Monday 14 November 2016

Invitation

Plato's Symposium is a classic of, not just Western Philosophy, but also Islamic, Sufi, thought. There is a curious irony that a drinking party held over two thousand years ago now denotes a dry-and-dust academic seminar. In Sufi poetry, similarly, the Tavern and the Wine pourer (Saqi) are merely metaphors for a Platonic gnosis- no actual drinking is meant. Hinduism and Buddhism- which are unconnected to Plato's philosophy- dismiss wine as sinful and it only in Chinese philosophy that the wine cup comes again into its own in the 'pure conversation' school.

What is the great attraction of this book by Plato about a bunch of guys getting drunk? I suppose it is that there is 'truth in wine' and their axle of discourse turns upon the question it is most difficult to be honest about- why are we attracted to some people and not others? What is the basis of Love, of Friendship, of those ties which we, in our hearts, believe not even Death can break?
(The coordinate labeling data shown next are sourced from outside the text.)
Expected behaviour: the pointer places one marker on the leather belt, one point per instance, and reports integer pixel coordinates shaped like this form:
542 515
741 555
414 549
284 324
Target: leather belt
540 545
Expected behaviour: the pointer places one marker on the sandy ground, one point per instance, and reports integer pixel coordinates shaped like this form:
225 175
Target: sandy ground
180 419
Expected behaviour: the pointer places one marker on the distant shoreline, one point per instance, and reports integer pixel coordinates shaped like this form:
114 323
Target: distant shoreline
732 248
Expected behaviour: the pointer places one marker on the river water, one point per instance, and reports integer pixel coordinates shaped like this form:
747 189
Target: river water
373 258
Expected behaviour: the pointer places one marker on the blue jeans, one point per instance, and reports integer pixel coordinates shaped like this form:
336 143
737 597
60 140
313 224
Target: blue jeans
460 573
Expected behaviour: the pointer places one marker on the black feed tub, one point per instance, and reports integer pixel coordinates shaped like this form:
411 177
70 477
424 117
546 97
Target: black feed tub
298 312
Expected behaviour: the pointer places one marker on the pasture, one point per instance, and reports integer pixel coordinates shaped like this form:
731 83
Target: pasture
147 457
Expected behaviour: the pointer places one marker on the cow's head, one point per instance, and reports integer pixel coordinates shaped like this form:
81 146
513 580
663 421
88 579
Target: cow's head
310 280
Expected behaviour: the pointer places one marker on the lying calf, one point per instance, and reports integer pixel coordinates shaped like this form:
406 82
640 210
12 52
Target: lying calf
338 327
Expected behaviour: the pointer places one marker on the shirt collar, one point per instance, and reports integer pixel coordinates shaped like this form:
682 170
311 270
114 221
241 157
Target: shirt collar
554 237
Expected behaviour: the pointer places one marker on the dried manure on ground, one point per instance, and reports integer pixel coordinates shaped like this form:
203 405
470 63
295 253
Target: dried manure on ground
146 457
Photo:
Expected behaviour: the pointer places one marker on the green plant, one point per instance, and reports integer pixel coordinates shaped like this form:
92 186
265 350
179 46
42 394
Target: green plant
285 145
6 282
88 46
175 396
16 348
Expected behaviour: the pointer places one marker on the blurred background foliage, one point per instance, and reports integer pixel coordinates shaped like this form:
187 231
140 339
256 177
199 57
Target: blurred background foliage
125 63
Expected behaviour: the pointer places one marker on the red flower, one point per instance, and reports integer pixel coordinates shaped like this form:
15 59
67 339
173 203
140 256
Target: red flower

The Barmecides were a family of polymaths who served the Abbasid Sultans. They are familiar to us from the Arabian Nights. It was at their symposiums in Baghdad over a thousand years ago that Buddhist and Greek Philosophy were reconciled to the sacred revelations vouchsafed the great Semitic prophets. Robert Irwin gives an account here of the canonical symposium devoted to the question raised at Plato's Symposium whose echoes are still with us in every ghazal or qasidah written in any language where Sufism has spread its wings. More particularly, it is in Persian poetry- and the poetry of the languages influenced by Persian- that the question of Love- ennobling and refining Love, Platonic Love- became central to Philosophy, or, indeed, Soteriology.

The Hindus took a different path to the same destination. They had begun by considering 'suhrit prapti'- the gaining of 'like-hearted' companions- as the first step in 'Yoga'- which the great mathematician, Grothendieck, has described as the attempt to unite disparate ratocinative systems on the basis of greater generality. However, the Hindus came to see the 'Viyogini'- the woman separated from her lover- as superior even to the master Yogi. In the poetry of Amir Khusrau- Hinduism and Islam became indistinguishable- a proof that Philosophy can serve plural communities.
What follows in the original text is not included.